Нет, такое предваряющее размышление, с одной стороны, невозможно, поскольку как мог бы Он обдумывать то, чего еще не видел, чего еще нет, а, -с другой, и неуместно, ибо если бы Он творил, взирая на нечто другое, пользуясь другим, то это было бы похоже на то, как творят художники, пользуясь руками и разными инструментами, а это немыслимо в применении к Нему, потому что и руки, и ноги, и все такое прочее есть нечто по сравнению в Ним позднейшее.

Остается допустить, что чувственные вещи имеют свое бытие в чем-то другом. И вот почему и как: так как Он, вмещающий в себе всю полноту истинно-сущего, находился (и всегда находится), так сказать, в непосредственном соседстве с другим, то есть с Умом, и ничто, разделяющее их, между ними не стояло, то Он вдруг сразу отразился (и отражается) в этом другом, проявил (и проявляет) в нем свой образ, как бы начертил тут свой портрет, отчасти непосредственно сам, а отчасти посредством универсальной мирообразующей Души, а то и при помощи индивидуальных душ – то или другое – тут безразлично.
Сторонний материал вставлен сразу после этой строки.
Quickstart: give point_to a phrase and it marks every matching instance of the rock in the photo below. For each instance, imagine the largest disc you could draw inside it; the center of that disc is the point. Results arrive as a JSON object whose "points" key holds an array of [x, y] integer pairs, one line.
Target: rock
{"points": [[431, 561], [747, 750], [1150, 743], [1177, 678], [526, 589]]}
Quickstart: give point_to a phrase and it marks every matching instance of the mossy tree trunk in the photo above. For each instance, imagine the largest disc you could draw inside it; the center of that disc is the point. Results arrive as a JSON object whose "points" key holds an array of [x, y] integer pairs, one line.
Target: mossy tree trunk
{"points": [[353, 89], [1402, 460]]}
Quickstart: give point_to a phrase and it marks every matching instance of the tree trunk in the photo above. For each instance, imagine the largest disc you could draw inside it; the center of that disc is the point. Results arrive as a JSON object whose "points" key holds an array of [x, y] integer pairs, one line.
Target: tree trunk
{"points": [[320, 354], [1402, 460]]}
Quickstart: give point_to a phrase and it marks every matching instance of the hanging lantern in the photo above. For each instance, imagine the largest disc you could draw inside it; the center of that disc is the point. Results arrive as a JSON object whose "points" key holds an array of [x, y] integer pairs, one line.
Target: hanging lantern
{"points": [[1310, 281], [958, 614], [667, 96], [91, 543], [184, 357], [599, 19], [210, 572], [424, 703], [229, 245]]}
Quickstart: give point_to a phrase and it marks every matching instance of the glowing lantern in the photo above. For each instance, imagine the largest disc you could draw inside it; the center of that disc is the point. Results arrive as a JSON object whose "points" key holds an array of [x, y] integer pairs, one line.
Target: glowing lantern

Таким-то образом все вещи происходят оттуда, от Него, и, понятно, там они имеют несравненно большую красоту, чем здесь, потому что тут в них к формам примешивается материя, а там они существуют как чистые формы – эйдосы.

Этими-то формами, имеющими свой источник там, в сверхчувственном мире, объята вся наша вселенная от начала и до конца во всех пунктах: тут материя принимает, прежде всего, формы четырех элементов, потом к этим присоединяются другие, а к тем еще и еще иные, и вот почему нигде нельзя найти самой материи в чистом виде, то есть потому, что она вся укрывается под этим многоразличием форм. Принимает же она всяческие формы потому, что сама по отношению к форме представляет нечто самое последнее (бесформенное), между тем, как со своей стороны творящий принцип, имея перед собой или, точнее, в себе, первообраз всякой формы, производит все формы тихо, бесшумно, потому что сам весь в существе своем как бы состоит из сущностей и форм (из субстанциальных эйдосов), производит без всякого усилия всю вселенную, потому что и сам Он есть своего рода универсум и ничто не может ни стеснять Его творческую деятельность, ни ограничивать Его всемогущую силу и власть над всем.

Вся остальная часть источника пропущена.